Saat ngobrol di ruang Ruai pada malam itu, saya dapatkan beberapa informasi tentang proyek pencetakan sawah. Kemudian esok harinya saat ikut rapat Alokasi Dana Desa (ADD) di kantor Balai Besa saya curi-curi kesempatan buka mbah Googel pakai Blackberry jadul saya yang setia untuk mengetahui pencetakan sawah Jokowi. Di balai desa tersebut sinyal lumayan besar sehingga saya bisa buka internet.

Berdasarkan mbah Google diketahui rencana pencetakan sawah seluas 9 juta hektar melingkupi seluruh Indonesia. Kalbar di tahun 2016 dapat jatah 25 ribu hektar tersebar hanya di 9 kabupaten kota.

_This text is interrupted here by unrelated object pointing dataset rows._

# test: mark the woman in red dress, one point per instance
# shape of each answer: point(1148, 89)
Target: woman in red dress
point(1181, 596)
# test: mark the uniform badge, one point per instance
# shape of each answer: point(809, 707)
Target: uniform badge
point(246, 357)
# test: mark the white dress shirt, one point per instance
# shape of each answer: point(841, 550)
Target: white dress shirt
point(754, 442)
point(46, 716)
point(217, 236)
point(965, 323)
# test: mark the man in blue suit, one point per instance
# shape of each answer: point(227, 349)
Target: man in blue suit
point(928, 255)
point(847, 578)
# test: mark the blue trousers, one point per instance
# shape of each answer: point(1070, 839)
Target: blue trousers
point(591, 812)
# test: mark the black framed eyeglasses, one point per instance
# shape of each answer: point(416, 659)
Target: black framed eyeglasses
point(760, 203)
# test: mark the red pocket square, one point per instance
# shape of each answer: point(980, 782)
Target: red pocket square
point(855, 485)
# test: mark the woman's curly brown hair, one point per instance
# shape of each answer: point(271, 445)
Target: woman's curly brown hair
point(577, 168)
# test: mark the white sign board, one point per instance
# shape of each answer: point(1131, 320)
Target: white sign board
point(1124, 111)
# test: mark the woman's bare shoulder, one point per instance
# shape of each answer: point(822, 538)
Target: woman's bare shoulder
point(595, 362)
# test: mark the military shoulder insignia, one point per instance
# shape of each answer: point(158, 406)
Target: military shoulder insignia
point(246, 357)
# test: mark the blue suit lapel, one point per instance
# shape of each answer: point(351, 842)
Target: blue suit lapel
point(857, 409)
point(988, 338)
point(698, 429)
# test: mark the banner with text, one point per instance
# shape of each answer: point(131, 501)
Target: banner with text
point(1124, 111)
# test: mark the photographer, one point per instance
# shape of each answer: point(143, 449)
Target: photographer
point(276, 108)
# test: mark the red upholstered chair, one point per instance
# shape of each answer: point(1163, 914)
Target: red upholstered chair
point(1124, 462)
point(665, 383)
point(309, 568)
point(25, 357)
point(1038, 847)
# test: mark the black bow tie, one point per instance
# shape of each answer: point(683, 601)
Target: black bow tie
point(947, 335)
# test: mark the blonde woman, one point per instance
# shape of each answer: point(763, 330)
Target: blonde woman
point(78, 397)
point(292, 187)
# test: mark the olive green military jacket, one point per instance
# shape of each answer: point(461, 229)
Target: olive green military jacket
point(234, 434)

Untuk kabupaten Sintang dapat alokasi 1000 hektar. 

Pendanaan cetak sawah bersumber dari APBN 2016 dan merupakan program dari Kementerian Pertanian RI yang disebut Upaya Khusus (UPSUS PAJALE). Untuk pembukaan lahan bekerja sama dengan Kementrian Pertahanan, (sumber)

Proyek sawah Jokowi ini mendapat tanggapan pro dan kontra. Pihak yang kontra mempertanyakan masalah kerusakan lingkungan, kepengelolaan, payung undang-undang yang melindungi hingga regulasi yang mengatur program ini secara lebih strategis, dan lain-lain. Sementara yang pro melihatnya sebagai kepedulian pemerintahan Jokowi terhadap petani, ketahanan pangan dan lain-lain, (sumber).

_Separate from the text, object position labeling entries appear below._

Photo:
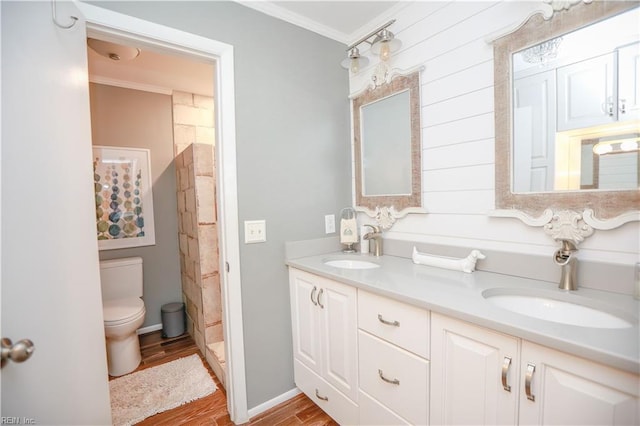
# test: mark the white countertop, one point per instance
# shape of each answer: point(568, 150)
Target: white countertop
point(459, 295)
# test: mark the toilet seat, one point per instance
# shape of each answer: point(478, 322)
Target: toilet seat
point(122, 311)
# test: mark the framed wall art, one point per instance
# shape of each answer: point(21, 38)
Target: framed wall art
point(124, 200)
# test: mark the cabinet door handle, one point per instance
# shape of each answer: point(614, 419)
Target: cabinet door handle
point(506, 364)
point(531, 368)
point(322, 398)
point(391, 381)
point(384, 321)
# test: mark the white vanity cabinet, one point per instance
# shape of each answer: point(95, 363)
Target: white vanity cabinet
point(474, 377)
point(323, 316)
point(600, 90)
point(558, 388)
point(629, 81)
point(586, 93)
point(393, 347)
point(472, 368)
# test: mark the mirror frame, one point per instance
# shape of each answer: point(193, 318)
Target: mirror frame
point(397, 84)
point(605, 204)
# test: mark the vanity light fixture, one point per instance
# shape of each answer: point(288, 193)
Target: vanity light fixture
point(616, 146)
point(382, 42)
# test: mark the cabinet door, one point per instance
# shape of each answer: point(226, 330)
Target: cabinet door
point(467, 365)
point(586, 95)
point(305, 320)
point(568, 390)
point(337, 304)
point(629, 82)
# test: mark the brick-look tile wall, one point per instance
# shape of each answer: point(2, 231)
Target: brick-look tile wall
point(197, 221)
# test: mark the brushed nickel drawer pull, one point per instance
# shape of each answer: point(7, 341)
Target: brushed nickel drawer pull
point(505, 370)
point(391, 381)
point(322, 398)
point(531, 368)
point(384, 321)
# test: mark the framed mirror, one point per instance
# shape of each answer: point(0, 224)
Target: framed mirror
point(386, 129)
point(567, 111)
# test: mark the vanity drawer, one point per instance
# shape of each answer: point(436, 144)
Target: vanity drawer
point(396, 378)
point(402, 324)
point(373, 413)
point(333, 402)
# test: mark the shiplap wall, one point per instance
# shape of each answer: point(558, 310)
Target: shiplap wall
point(448, 38)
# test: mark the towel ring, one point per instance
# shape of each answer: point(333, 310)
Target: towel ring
point(74, 19)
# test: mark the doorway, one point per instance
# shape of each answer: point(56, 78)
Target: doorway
point(124, 29)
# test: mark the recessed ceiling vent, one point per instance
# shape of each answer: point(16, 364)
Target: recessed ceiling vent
point(115, 52)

Rapat ADD di balai desa II sumber gambar : dokumen pribadi
Rapat ADD di balai desa II sumber gambar : dokumen pribadi
Sementara dari ngobrol dengan warga di Ruai tersebut saya dapatkan informasi sebagai berikut :

Pelaksaaan pencetakan sawah dibawah tanggungjawab Kementrian Pertahanan. Pihak kontraktor lapangan kontrak dengan Kementrian Pertahanan. Ketika warga menanyakan kenapa Kementrian Pertahanan yang jadi penanggung jawab saya katakan tidak tahu. Saya hanya ingat untuk pembukaan lahan guna pembuatan jalan perbatasan Indonesia-Malaysia juga dibawah naungan Kementrian Pertahanan.

Lahan yang dibuka di dusun merupakan lahan basah, artinya berada di dataran rendah yang bisa dialiri air. Lahan itu harus merupakan satu hamparan, bukan berupa spot-spot terpisah jauh. Ini untuk memudahkan pekerjaan dan koordinasi.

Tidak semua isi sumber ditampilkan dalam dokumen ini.